Es bedürfte nur eines einfachen Beschlusses der Außenminister, und dieser Spuk hätte ein Ende – abgesehen von den wenigen Fällen, die ausdrücklich im EG-Vertragsrecht genannt werden. Aber Bonn hat keinen Mut, den einseitigen Verzicht auf die Anwendung des Vetos zu erklären und damit ein Beispiel zu geben. Die Ministerräte bleiben also Clearing-Stellen nationaler Vorteilssuche, und das Getreidepreis-Veto des Landwirtschaftsministers Ignaz Kiechle darf Schule machen, bis die nächste Entscheidungskrise der Gemeinschaft kommt. Und die kommt bestimmt.

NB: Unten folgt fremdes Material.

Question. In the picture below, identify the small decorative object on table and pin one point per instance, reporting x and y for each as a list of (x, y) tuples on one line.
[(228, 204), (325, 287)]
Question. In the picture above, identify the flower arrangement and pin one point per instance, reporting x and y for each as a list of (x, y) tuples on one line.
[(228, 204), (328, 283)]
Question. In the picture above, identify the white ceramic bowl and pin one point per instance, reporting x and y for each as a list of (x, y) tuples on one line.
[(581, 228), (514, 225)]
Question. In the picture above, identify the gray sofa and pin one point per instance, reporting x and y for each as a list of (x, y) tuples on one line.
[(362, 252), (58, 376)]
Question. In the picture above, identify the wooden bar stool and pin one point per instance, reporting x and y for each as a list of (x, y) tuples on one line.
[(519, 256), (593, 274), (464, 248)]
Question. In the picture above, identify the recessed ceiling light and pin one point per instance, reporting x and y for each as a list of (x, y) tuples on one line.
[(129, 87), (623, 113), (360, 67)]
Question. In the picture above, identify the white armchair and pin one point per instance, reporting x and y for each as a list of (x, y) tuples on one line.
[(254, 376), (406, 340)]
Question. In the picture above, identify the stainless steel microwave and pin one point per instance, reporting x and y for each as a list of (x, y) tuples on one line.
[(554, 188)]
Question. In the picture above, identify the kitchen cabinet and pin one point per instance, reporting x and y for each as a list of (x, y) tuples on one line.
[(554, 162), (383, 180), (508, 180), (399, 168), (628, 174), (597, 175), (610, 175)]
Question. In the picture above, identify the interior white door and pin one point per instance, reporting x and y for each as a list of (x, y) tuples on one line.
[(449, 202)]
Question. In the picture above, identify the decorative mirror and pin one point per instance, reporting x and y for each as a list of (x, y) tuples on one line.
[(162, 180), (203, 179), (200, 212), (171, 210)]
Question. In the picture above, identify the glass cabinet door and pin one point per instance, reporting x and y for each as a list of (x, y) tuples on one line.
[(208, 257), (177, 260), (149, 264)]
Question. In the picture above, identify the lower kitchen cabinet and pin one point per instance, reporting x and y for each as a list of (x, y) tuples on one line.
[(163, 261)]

Die Beratungen der politischen Direktoren laufen dagegen positiv und vertraulich. Es herrscht offenbar bei allen EG-Partnern Übereinstimmung, daß die Außenministerberatungen im Rahmen der Europäischen Politischen Zusammenarbeit (EPZ) eine vertraglich festgelegte, völkerrechtskonforme Grundlage bekommen soll. Der Bonner Außenminister Genscher hat sich allerdings damit abfinden müssen, daß es kein EPZ-Sekretariat neben der EG-Kommission geben wird.